We laughed like fools. You can't help laughing at a city built straight up and down like that. But we could only laugh from the neck up, because of the cold blowing in from the sea through a gray and pink mist, a brisk sharp wind that attacked our pants and the chinks in that wall, I mean the city streets, which engulfed the wind-borne clouds. Our galley spun its narrow wake just outside the docks, at the end of the shit-colored bay, asplash with schools of rowboats and avid, tooting tugs.

When you're down at heel, it's never much fun landing anywhere, but for a galley slave it's a lot worse, especially in America, because those people don't like the galley slaves that come over from Europe at all. "They're anarchists!" That's what they say. The only people they really welcome are tourists, who bring them dough, because all the currencies of Europe are relatives of the Dollar.

I might have tried what others had succeeded in doing, swimming across the harbor and once on land start shouting: "Long live Dollar! Long live Dollar!" It's a gimmick. A lot of people have landed that way and made a fortune. It's not certain, but so they say. Even worse things happen in dreams. I had a different plan in my head, along with my fever. On board the galley I'd become an expert at counting fleas (not just catching them but adding and subtracting them, in short, compiling statistics), a subtle skill, which looks like nothing at all, but still it's a technique and I thought I'd make use of it. You can say what you like about the Americans, but when it comes to techniques, they're connoisseurs. They'd be crazy about my way of counting fleas, I was sure of that in advance. I was convinced that I couldn't fail.

I was about to offer them my services when suddenly our galley was ordered to its quarantine station, a sheltered cove nearby, within hailing distance of a small village at the end of a quiet bay, two miles east of New York.

There we remained under observation for weeks and weeks, long enough to acquire a daily routine. Every evening after supper, for instance, our water squad would go ashore and make its way to the village. To attain my ends I'd have to go along.

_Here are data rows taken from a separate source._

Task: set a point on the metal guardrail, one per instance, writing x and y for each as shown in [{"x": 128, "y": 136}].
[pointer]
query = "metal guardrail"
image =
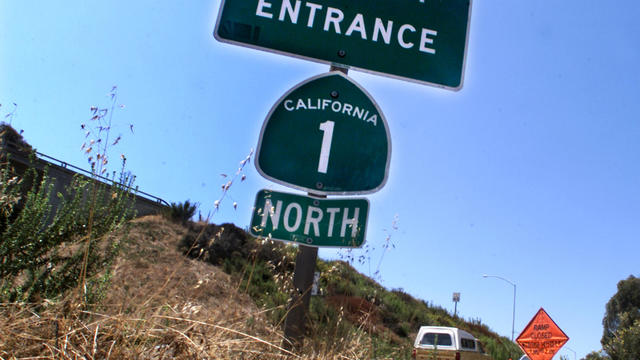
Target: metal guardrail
[{"x": 50, "y": 159}]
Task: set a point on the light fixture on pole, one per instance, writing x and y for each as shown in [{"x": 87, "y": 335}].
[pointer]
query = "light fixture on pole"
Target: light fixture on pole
[
  {"x": 456, "y": 299},
  {"x": 513, "y": 319}
]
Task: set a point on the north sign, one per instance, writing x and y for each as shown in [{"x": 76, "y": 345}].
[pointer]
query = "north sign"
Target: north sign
[
  {"x": 417, "y": 40},
  {"x": 310, "y": 221},
  {"x": 326, "y": 136}
]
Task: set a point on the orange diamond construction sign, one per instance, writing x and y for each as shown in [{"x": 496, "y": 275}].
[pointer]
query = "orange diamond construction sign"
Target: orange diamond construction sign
[{"x": 542, "y": 338}]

My shipmates knew what I had in mind, but the adventure didn't tempt them. "He's mad but harmless," they said. The food wasn't bad on board the
Infanta Combitta
, they got clubbed now and then, but not too badly, and all in all it was bearable. An average sort of job. And it had one sublime advantage, you couldn't be fired from a galley, and the king had even promised them a small pension at the age of sixty-two. That prospect made them happy, it gave them something to dream about, and another thing: they played at voting on Sundays, it gave them a feeling of freedom.